白衣女子闻言,漫不经心地弯了弯唇,指尖依旧摩挲着怀中玄色小兽,淡淡应道:“可以。小心些,莫要弄坏书籍。”
林晚推门而入时,一股淡淡的墨香与旧纸气息扑面而来。阁内光线偏暗,书架高耸,一眼望不到头。林晚的目光随即落在一排排书架上。
她一本本翻看着,越看,心底越冷。
人族宗门,浩如烟海的典籍里,人族修行、宗门历史、世间规矩一应俱全。可唯独没有一本,真正记载人族历史;没有一卷,触及人族的秘闻。更奇怪的是,不该出现在这里的妖族史料、妖族秘籍,却若有似无地藏在角落。
一个人族大宗门的藏书阁,没人族根基之书,却有异族旁支记录。
不合常理。
只有一种可能,这里被人刻意动过手脚。而能做到这一点,又常年守在此地的,只有一个人。

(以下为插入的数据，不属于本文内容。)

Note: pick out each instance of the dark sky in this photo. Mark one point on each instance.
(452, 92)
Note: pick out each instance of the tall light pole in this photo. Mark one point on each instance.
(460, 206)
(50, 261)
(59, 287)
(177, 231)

身后传来极轻的脚步声,林晚缓缓转身,将手中的书册放回原处,面上依旧是七岁孩童沉静乖巧的模样。
白衣女子不知何时进了阁内,没了门外晒太阳的散漫,却也不显凌厉,只是一派淡然慵懒的模样。
她垂着眼,语气平和随意,像个尽责又懒得管事的守阁师姐:“可是没找到合心意的书?想看什么,我帮你寻便是。只是这些古籍年月久了,轻拿轻放,弄坏了我不好同宗门交代。”
林晚看着她这副温顺无害的模样,心中早已了然。她抬眸,目光平静无波,声音轻淡,却精准砸在只有玩家才懂的命门上:“师姐费心删改藏书、遮掩痕迹,是为了积分吧。”
“积分”二字一出,空气骤然一静。
女子脸上温顺怯懦的表情瞬间僵住,眼神慌乱一闪而过,却立刻强装镇定,硬扯出一抹茫然无辜的神情,拼命装傻,试图蒙混过去:“积、积分?那是什么……小友,你是不是看错了,我听不懂你在说什么。”
她语气故作疑惑,眼神却飘移不定,强撑出来的镇定虚得发飘。